Ganz ehrlich: Vor ein paar Jahren wusste ich auch noch nicht viel über Nachteilsausgleich, Eingliederungshilfe, Zutrittsrechte oder Barrierearmut. Ich habe vor 2013 weniger über Rassismus gewusst als heute, und noch vor ein paar Monaten weniger über die Vielfalt der Geschlechter als jetzt.

Als Hundetrainer*innen kennen wir uns mit der Veränderung von Verhalten aus – oder? Fangen wir bei uns an. Fragen wir unsere Kund*innen: Was brauchst du, um dich sicher zu fühlen? Was brauchst du, um lernen zu können? Was brauchst du, um dein Verhalten ändern zu können? Wie kann ich dir diese Erfahrung ein bisschen angenehmermachen? Wie kann ich kein Arschloch sein?

Und klären wir auch für uns selbst: Was sind meine Privilegien? Meine Diskriminierungserfahrung und meine Lerngeschichte? Auch Hundetrainer*innen sind neurodivers oder neurodivergent haben eine Hautfarbe und ein Geschlecht (oder zwei, oder keins). Sie haben eine mentale Gesundheit und unterschiedliche Grenzen.

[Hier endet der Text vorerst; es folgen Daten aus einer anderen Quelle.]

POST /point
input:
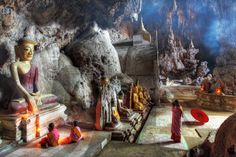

Ich weiß, dass ich ganz viel noch nicht weiß. Dass ich von ganz viel noch nicht gehört habe. Und dass es ein enormes Privileg ist, mich so sehr ins Thema hineinzuarbeiten, wie ich das gerade tue. Weil ich die Ressourcen dafür habe. Nicht jede*r Hundetrainer*in kann und muss das tun. Aber vielleicht schlucken wir unser „von SOWAS habe ich ja noch nie gehört!“ runter und hören zu.